Elasticsearch - EdgeNgram + highlight + term_vector = bad glare

Question

Elasticsearch - EdgeNgram + highlight + term_vector = bad glare

When I use the analyzer with edgengram (min = 3, max = 7, front) + term_vector = with_positions_offsets

With a document having text = "CouchDB"

When I search for "couc"

My highlight is on "cou", not "couc"

It seems that my highlighting is only in the minimum matching ku token, while I expect that on the exact token (if possible) or at least on the longest token found.

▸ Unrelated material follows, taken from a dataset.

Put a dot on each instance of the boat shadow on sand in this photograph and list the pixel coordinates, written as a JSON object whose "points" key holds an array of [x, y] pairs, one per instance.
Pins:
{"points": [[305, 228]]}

It works great without parsing text with term_vector = with_positions_offsets

What effect does term_vector = with_positions_offsets remove for execution?

+6

java search elasticsearch lucene n-gram

Sebastien lorber Jul 03 '12 at 2:19

source share

2 answers

I know this question is old, but it has not yet fully answered:

There is another option that can lead to this strange behavior:

You must set require_field_match to true if you do not want other document results to affect the selection of the current document, see http://www.elasticsearch.org/guide/reference/api/search/highlighting/

+4

David heidrich Apr 16 '13 at 10:45

source share

javanna · Accepted Answer · 2013-03-29T14:25:01+0000

When you set term_vector=with_positions_offsets for a specific field, it means that you keep the term "vectors per document" for that field.

When it comes to highlighting, vector vectors let you use a pronounced lucene vector marker, which is faster than a standard marker. The reason is that the standard marker does not have a quick way to highlight, because the index does not contain enough information (position and offset). He can only re-analyze the contents of the field, intercept offsets and positions, and do highlighting based on this information. This can take quite some time, especially with long text fields.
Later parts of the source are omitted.